Esperé respetuosamente a oírlo, y ella siguió:
—Pues me dijo: «Majestad, no necesitáis decírmelo. Conozco vuestro temple. Pensáis que si os casaseis seríais sólo Reina de Inglaterra. Y ahora sois Rey y Reina al mismo tiempo. Vos jamás podríais sufrir un amo.»—¿Y coincidía vuestro parecer con él suyo, Majestad?
Ella me dio un empujoncito afectuoso.
—Creo que lo sabéis perfectamente.
—Sé —dije— que me considero afortunada por estar emparentada con vuestra Majestad y por servir a una dama tan noble como vos.
Ella asintió con un gesto.
—Hay cargas que he de aceptar —dijo—. Cuando hoy le vi allí de pie ante mí, tuve que sacar fuerzas de flaqueza para poder mantener mi resolución.
Nuestras miradas se encontraron. Aquellas grandes pupilas parecían intentar leer en el interior de mi mente. Me hicieron sentir la misma aprensión que tantas veces habría de sentir en el futuro.
—He de dejarme guiar siempre por mi destino —dijo—. Es necesario que lo aceptemos… Robert y yo.
Me di cuenta de que, en cierto modo, estaba advirtiéndome y me pregunté qué habrían dicho de mí. Mi atractivo no había sufrido menoscabo con los partos. De hecho, creo que se había realzado. Me daba cuenta de que las miradas de los hombres me seguían, y había oído decir que era una mujer muy deseable.
—Voy a enseñaros una cosa —dijo, y se levantó y se acercó al tocador.
Sacó de allí un pequeño paquete envuelto en un papel sobre el que había, escrito con su letra: «Retrato de mi señor».
Desenvolvió el paquete.

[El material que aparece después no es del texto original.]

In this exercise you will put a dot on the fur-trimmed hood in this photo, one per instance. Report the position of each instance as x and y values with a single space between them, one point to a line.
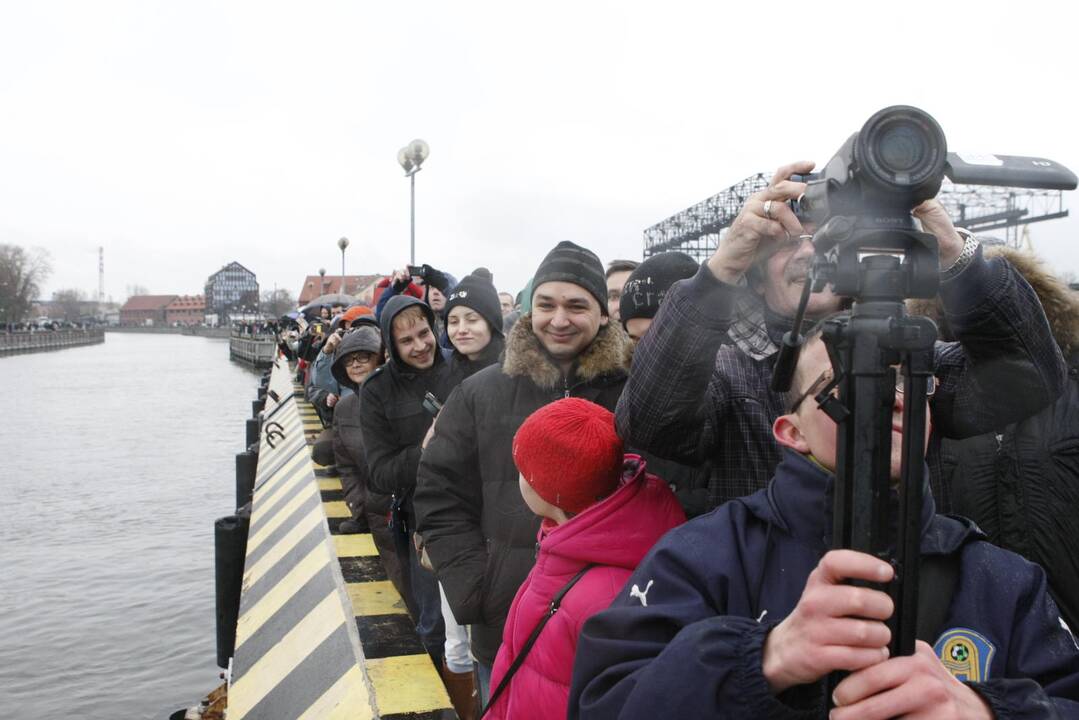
1060 302
526 356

Y miró el rostro de Robert.
—Un parecido extraordinario —dijo—. ¿No os parece?
—Nadie podría decir que es otro que el conde de Leicester.
—£e lo enseñé a Melville y también me dijo que el parecido era extraordinario. Quería llevárselo a su soberana pues pensaba que en cuanto viese este rostro no sería capaz de rechazarlo.
Luego se echó a reír maliciosamente.
—Pero no quise dárselo —continuó—. Es el único que tengo suyo, le dije, así que no puedo desprenderme de él. Creo que lo entendió.
Me lo había entregado y de pronto me lo arrebató con cierta brusquedad. Lo envolvió otra vez cuidadosamente. Era un símbolo de sus sentimientos hacia él. Jamás permitiría que se apartase de ella.
Sin duda Robert había creído que, tras honrarle tanto la Reina, el siguiente paso sería el matrimonio. También yo creía que en realidad eso era lo que pretendía ella, pese a insistir en su decisión de mantenerse virgen. Él era ahora muy rico (uno de los hombres más ricos de Inglaterra), e inmediatamente se dedicó a reforzar y embellecer el castillo de Kenilworth. Era lógico esperar que se diese importancia, y mantenía, desde luego, relaciones muy familiares con la Reina. La alcoba de ésta era en muchos sentidos una cámara de Estado y, siguiendo una costumbre secular, Isabel había recibido en ella a ministros y dignatarios, pero Robert seguía entrando sin anunciarse y sin que le llamase. En una ocasión, le había quitado la muda a la dama encargada de entregársela a la Reina y se la había entregado él mismo. Le habían visto besarla estando ella en la cama.